Pernyataan tersebut disampaikan Simon dalam wawancara dengan PSSI, yang dirilis pada Jumat (7/11). Simon sendiri mulai menjabat sebagai Kepala Pemandu Bakat PSSI sejak Mei 2025.
“Di Belanda sejak usia delapan tahun sudah ada seleksi bagi calon-calon pemain masa depan. Di Indonesia, terus terang, sudah terlambat. Bikin seleksi dengan umur lebih muda lagi,” ujar Simon.
Ia menambahkan, proses seleksi di Indonesia saat ini dimulai dari usia 13–14 tahun, namun idealnya dilakukan sejak usia dini sebagaimana sistem yang diterapkan di Eropa.
“Secara perlahan dan harus kita ikuti seperti di Eropa yaitu sejak 8 tahun. Namun butuh waktu dan mesti sabar sedikit,” lanjutnya.

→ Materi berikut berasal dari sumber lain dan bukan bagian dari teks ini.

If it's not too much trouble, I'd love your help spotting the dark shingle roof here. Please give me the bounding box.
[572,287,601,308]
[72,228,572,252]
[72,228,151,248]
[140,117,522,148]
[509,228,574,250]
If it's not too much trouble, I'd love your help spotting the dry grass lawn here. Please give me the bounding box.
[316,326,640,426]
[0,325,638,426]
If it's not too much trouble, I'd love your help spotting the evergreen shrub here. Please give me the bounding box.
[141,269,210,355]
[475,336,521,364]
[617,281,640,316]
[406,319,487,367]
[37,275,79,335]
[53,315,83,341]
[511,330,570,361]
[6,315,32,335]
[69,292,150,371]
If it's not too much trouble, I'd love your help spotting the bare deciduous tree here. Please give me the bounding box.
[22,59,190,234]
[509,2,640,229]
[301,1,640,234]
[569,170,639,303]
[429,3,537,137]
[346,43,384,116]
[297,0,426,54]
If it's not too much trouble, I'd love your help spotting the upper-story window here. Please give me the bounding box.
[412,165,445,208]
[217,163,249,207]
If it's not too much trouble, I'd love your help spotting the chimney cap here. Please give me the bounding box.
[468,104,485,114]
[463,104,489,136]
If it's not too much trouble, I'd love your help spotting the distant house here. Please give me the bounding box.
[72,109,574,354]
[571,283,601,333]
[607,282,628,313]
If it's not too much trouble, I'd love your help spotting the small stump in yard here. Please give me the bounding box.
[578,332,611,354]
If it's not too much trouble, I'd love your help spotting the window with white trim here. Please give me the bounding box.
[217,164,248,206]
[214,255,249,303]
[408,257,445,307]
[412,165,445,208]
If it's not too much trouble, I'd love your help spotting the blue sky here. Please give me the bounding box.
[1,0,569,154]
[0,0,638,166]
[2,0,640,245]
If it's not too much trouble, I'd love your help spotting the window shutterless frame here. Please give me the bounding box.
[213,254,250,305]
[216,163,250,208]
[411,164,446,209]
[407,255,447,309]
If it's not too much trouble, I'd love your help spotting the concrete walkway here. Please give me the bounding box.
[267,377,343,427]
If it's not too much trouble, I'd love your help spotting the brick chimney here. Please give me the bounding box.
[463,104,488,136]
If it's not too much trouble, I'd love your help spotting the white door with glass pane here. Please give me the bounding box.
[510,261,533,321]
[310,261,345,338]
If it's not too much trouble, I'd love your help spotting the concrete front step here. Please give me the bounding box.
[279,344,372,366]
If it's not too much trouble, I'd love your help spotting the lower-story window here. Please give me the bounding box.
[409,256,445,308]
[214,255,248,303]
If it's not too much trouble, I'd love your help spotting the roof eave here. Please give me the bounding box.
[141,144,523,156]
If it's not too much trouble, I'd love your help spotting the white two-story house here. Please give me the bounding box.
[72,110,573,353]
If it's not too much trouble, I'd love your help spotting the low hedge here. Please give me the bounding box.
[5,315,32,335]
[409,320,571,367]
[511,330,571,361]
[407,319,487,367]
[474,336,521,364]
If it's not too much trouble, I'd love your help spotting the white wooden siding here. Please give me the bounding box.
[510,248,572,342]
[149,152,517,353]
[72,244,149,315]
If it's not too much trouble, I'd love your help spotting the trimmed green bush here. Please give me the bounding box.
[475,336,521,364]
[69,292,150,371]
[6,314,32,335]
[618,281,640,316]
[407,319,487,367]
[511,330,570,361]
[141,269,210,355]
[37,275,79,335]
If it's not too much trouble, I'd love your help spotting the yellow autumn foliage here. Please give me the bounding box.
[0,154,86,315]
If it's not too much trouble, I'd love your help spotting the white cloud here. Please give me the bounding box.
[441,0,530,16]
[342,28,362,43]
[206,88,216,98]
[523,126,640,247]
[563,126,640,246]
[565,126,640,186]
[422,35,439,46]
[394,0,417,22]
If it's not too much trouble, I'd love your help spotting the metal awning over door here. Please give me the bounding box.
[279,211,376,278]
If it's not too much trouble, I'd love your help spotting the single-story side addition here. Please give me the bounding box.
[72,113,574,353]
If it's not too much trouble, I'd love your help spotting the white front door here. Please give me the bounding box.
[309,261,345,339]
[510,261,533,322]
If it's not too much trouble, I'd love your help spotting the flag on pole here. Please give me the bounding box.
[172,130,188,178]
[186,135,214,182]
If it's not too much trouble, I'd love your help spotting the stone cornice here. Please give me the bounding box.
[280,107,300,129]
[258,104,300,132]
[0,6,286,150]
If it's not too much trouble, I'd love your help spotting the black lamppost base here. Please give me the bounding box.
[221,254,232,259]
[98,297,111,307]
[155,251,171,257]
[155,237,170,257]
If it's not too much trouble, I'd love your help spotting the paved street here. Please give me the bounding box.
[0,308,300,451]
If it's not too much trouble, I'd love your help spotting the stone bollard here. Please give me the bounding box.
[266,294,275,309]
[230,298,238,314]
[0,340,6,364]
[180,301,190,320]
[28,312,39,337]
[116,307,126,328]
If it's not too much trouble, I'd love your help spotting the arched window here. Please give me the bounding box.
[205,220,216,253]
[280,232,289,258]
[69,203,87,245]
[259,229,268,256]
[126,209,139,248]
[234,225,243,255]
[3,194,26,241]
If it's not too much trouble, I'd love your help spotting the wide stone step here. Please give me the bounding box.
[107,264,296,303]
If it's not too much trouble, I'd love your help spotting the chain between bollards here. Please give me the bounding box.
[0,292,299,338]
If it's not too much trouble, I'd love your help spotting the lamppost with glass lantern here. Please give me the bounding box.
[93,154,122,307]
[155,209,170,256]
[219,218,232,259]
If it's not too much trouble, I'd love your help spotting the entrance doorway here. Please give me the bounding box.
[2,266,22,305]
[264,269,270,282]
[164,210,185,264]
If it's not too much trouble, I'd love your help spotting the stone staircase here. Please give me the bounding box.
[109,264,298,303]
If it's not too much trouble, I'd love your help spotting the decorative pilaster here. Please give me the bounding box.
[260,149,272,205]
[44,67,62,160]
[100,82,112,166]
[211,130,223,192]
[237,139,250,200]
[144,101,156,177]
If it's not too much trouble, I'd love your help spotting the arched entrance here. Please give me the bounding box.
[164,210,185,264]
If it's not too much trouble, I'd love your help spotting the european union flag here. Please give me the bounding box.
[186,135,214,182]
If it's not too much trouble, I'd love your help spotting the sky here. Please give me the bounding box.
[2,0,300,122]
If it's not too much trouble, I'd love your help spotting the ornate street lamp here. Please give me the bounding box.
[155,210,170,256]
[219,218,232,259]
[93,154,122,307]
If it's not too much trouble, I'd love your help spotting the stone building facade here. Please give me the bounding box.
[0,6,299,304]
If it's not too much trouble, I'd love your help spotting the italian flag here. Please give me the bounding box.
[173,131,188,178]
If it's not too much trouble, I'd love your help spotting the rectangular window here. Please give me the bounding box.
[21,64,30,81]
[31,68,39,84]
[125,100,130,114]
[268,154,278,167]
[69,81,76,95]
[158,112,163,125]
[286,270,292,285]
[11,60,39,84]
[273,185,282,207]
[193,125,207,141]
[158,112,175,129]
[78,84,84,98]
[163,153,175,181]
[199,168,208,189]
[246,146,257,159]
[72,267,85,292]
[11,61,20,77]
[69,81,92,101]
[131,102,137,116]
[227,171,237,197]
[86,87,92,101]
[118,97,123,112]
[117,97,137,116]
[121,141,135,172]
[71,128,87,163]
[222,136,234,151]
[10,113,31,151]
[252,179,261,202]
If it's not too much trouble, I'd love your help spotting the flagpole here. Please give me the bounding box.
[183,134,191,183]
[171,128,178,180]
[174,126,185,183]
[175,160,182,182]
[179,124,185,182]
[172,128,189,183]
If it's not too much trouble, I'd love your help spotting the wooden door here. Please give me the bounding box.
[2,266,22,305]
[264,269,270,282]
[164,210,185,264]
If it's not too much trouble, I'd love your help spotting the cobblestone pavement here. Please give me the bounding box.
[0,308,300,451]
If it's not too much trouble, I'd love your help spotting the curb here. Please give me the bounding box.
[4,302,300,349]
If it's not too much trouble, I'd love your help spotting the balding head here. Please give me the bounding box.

Mantan pemain Ajax Amsterdam itu juga menilai bahwa fase terbaik untuk mengenalkan dasar-dasar sepak bola adalah di bawah usia delapan tahun. Menurutnya, masa tersebut merupakan periode krusial dalam pembentukan karakter dan kemampuan teknik pemain.
Jika anak sudah diperkenalkan dengan teknik dasar sepak bola sejak usia lima tahun, maka talenta mereka dapat diukur dan diarahkan lebih baik ketika memasuki usia delapan tahun.
“Itu bisa dicoba karena perkenalan dasar di usia paling dini sangat penting sehingga di usia 13–14 tahun, kita sudah tahu apakah pemain muda ini berbakat atau tidak,” tutup Simon.